Reporter turned blogger Timothy Egan mocks Sen. James Inhofe for his global warming denialism and for using weather news as predictive of long-term climate trends. But the New York Times has a long history of doing the same thing.

Thursday's post by liberal reporter turned leftist blogger Timothy Egan, "Weather Bane," mocked as an "extreme politician" and "laughable fool" conservative Republican Sen. James Inhofe of Oklahoma for being the capital's "number one global warming denier." You see, Egan experienced a scorcher of a day in Washington, D.C., thus confirming his beliefs that man-made global warming will kill us all, or something.

During a stroll around the capital, I sweated through two shirts, drained a liter of water, asked a guy who was hosing his dog to give me a spray.

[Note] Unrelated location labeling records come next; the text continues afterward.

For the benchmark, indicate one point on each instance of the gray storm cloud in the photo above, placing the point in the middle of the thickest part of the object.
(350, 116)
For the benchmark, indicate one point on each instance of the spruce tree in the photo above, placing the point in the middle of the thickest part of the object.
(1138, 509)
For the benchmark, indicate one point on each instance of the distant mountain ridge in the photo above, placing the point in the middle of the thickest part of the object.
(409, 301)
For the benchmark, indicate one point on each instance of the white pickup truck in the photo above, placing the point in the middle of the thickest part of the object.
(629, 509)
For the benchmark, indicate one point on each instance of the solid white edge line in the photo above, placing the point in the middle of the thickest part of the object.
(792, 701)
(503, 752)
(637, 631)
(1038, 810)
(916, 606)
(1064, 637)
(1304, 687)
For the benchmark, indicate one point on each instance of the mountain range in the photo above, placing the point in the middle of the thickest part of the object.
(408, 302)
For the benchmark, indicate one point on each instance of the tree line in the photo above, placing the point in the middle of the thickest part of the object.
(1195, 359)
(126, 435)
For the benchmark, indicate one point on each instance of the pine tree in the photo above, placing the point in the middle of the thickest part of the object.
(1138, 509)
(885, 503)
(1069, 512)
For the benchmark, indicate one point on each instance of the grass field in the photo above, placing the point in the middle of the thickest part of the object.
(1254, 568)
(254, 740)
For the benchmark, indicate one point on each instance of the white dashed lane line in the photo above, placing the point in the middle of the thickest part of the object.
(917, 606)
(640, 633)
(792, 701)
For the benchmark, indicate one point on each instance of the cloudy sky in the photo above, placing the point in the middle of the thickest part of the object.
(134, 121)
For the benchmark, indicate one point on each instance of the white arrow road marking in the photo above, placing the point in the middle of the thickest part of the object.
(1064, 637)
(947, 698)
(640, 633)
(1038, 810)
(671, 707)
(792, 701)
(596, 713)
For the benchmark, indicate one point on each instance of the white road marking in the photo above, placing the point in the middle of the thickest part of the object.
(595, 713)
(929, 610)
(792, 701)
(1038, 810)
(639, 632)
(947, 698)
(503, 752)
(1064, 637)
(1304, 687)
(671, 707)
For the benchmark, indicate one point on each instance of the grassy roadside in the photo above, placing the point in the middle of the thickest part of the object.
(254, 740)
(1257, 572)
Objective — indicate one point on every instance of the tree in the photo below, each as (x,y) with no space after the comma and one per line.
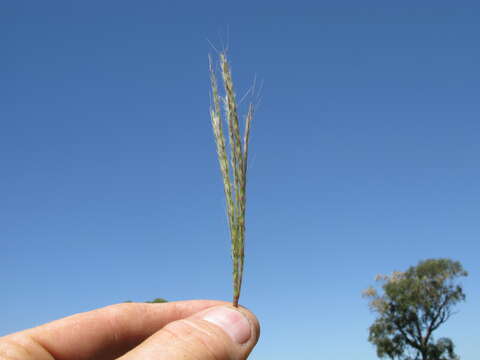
(412,306)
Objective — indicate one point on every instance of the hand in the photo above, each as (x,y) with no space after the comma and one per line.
(188,330)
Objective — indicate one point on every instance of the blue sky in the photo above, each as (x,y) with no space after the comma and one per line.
(364,160)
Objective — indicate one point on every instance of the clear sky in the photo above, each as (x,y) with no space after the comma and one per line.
(364,160)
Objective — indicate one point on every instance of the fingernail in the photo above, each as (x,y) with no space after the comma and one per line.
(233,322)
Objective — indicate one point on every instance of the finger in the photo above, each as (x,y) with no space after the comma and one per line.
(218,333)
(102,334)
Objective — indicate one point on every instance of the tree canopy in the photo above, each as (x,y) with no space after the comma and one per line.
(411,305)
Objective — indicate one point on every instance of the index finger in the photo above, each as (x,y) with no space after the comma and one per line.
(102,334)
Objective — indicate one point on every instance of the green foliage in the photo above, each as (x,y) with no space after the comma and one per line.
(412,306)
(233,167)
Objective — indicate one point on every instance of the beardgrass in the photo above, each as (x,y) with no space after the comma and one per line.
(233,163)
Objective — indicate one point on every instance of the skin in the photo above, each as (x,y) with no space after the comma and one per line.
(138,331)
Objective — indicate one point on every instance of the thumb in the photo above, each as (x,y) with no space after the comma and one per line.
(217,333)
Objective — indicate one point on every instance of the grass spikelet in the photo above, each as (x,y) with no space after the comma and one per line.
(233,163)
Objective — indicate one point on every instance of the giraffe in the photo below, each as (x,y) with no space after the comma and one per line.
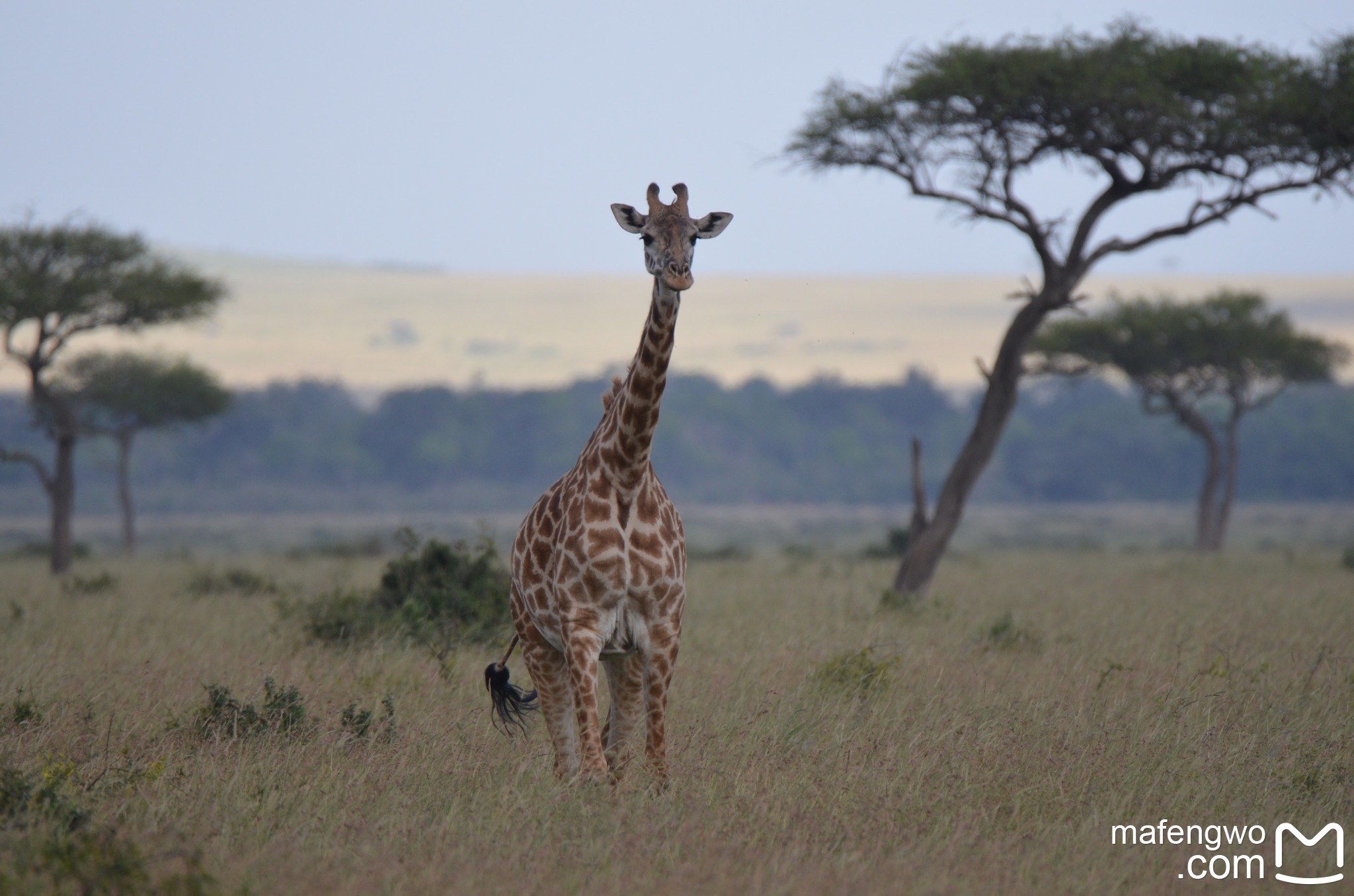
(599,566)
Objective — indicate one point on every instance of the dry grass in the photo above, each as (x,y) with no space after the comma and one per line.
(1032,702)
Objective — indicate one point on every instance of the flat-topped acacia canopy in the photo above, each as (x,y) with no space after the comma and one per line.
(1143,113)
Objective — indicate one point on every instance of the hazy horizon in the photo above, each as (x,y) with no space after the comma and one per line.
(381,328)
(495,137)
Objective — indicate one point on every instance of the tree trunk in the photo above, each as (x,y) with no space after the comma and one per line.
(63,494)
(924,552)
(1205,523)
(129,523)
(918,523)
(1230,463)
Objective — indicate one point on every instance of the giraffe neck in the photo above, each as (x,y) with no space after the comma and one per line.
(634,413)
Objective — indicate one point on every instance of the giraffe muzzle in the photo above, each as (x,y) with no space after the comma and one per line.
(678,276)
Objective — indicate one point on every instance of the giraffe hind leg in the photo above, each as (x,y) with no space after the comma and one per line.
(550,675)
(626,679)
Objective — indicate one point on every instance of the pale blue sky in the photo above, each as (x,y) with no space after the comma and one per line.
(492,137)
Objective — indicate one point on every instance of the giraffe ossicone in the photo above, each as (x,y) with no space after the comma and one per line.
(599,568)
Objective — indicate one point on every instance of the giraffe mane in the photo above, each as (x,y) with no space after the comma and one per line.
(617,382)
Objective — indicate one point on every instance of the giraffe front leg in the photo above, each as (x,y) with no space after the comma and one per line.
(584,646)
(660,661)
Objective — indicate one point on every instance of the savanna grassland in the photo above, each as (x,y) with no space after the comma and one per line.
(982,741)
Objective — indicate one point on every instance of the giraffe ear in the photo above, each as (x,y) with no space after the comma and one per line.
(627,217)
(713,224)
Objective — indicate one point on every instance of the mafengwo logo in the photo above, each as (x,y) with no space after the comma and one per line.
(1235,864)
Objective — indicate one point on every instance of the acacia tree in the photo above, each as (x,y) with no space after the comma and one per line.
(1207,363)
(59,282)
(1223,125)
(122,394)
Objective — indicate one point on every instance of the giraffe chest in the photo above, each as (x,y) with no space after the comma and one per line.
(608,564)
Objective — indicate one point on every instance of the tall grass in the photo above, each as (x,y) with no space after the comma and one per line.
(1031,702)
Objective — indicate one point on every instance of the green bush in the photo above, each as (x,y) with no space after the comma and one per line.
(435,593)
(93,585)
(49,846)
(223,716)
(360,722)
(857,672)
(24,712)
(1005,635)
(232,579)
(895,544)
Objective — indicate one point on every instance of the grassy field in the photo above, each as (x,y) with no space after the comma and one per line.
(984,741)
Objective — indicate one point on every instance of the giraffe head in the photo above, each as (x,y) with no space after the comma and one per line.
(670,235)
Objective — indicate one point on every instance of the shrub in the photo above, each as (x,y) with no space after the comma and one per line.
(726,552)
(359,722)
(24,802)
(38,550)
(93,585)
(895,544)
(223,716)
(435,593)
(232,579)
(856,672)
(369,546)
(1005,635)
(53,849)
(24,712)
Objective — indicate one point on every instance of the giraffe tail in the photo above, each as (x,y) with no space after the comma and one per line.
(511,703)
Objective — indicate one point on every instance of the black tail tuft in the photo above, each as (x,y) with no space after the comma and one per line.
(511,704)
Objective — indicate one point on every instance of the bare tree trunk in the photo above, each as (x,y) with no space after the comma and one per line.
(1230,463)
(1205,524)
(129,523)
(918,523)
(925,551)
(63,494)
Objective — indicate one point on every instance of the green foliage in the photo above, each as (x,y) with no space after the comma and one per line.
(360,722)
(52,848)
(1005,634)
(435,593)
(235,579)
(106,581)
(23,712)
(225,718)
(125,393)
(895,544)
(26,802)
(1226,344)
(856,672)
(1143,110)
(36,550)
(369,546)
(83,276)
(723,552)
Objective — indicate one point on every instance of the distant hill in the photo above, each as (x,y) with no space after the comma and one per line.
(312,445)
(383,328)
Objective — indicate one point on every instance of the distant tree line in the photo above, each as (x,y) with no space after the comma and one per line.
(312,444)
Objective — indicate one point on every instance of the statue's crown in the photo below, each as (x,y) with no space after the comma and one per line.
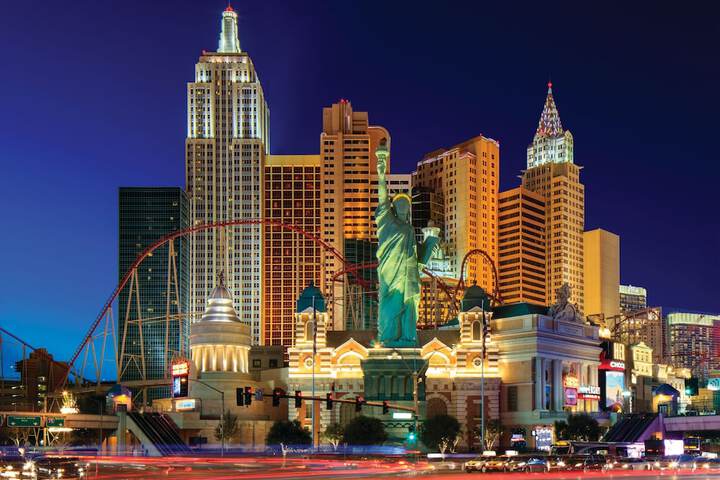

The humidity stung, like fevered hornets on the skin. As a lifelong West Coast weather wimp, I kept thinking: how does anyone live here in summer?

Around Capitol Hill, I could not find what I was looking for: agitprop from the number one global warming denier, Senator James Inhofe, Republican of Oklahoma. In February, remember, during a record snowstorm, Inhofe's family constructed a primitive igloo.

After registering that Inhofe's home state of Oklahoma has seen a lot of extreme weather, the liberal Egan invoked God's judgment by proxy:

Extreme weather. Perfect for an extreme politician, a man who won his senate seat in 1994 by using, as his slogan, the actual words of a cynical strategy to get people to think about anything but real issues: "God, guns, and gays." Maybe, with this weather, God is trying to tell the senator something.

In Washington, I expected to see a homemade greenhouse constructed by Inhofe, complete with pithy remarks about the heat. No?

This is how he acts in his official capacity: when it snows, he makes fun of the consensus scientific view that the trend to a more inhospitable earth is incontrovertible. But during this heat wave, nothing. On his Web site, he's still been highlighting a winter week when 49 of the 50 states had snow on the ground. There's another reference to his much-quoted remark that global warming "is the greatest hoax ever perpetrated on the American people." (Wait a minute: what about the Nigerian e-mail scam?)

Egan admitted that

Few things are more inane than trying to conduct public policy based on news of the moment, especially the weather. But that's what we have with one side of the "debate" on climate change. I bring up the heat records to show that, if they were consistent with their calls for attention whenever it snows, Republicans would be alarmed during thermal meltdowns.


Egan is reacting as if only the "denialist" side plays that game. But climate alarmists like Al Gore have long claimed weather news indicates long-term warming trends. The Times itself does this, at least when the weather is unusually warm. Here's a headline from December 16, 2006, based on a single warmer-than-average winter: "Global Warming Poses Threat to Ski Resorts in the Alps." So did the Times, to be consistent, portray record snowfall as a sign of global cooling? Not so much.

Senator Inhofe should be a harmless diversion, the kind of laughable fool that any state can kick back to the capital, where hard-earned ignorance is supported by a well-paid staff. But he is one of the lead Republican senators on climate change, and he doesn't even believe the climate is changing. He gets his science from a dead fiction author, Michael Crichton, who wrote a fantasy thriller about climate alarmists. If Inhofe's party wins control of the Senate, the igloo man will steer a significant part of American policy on this issue.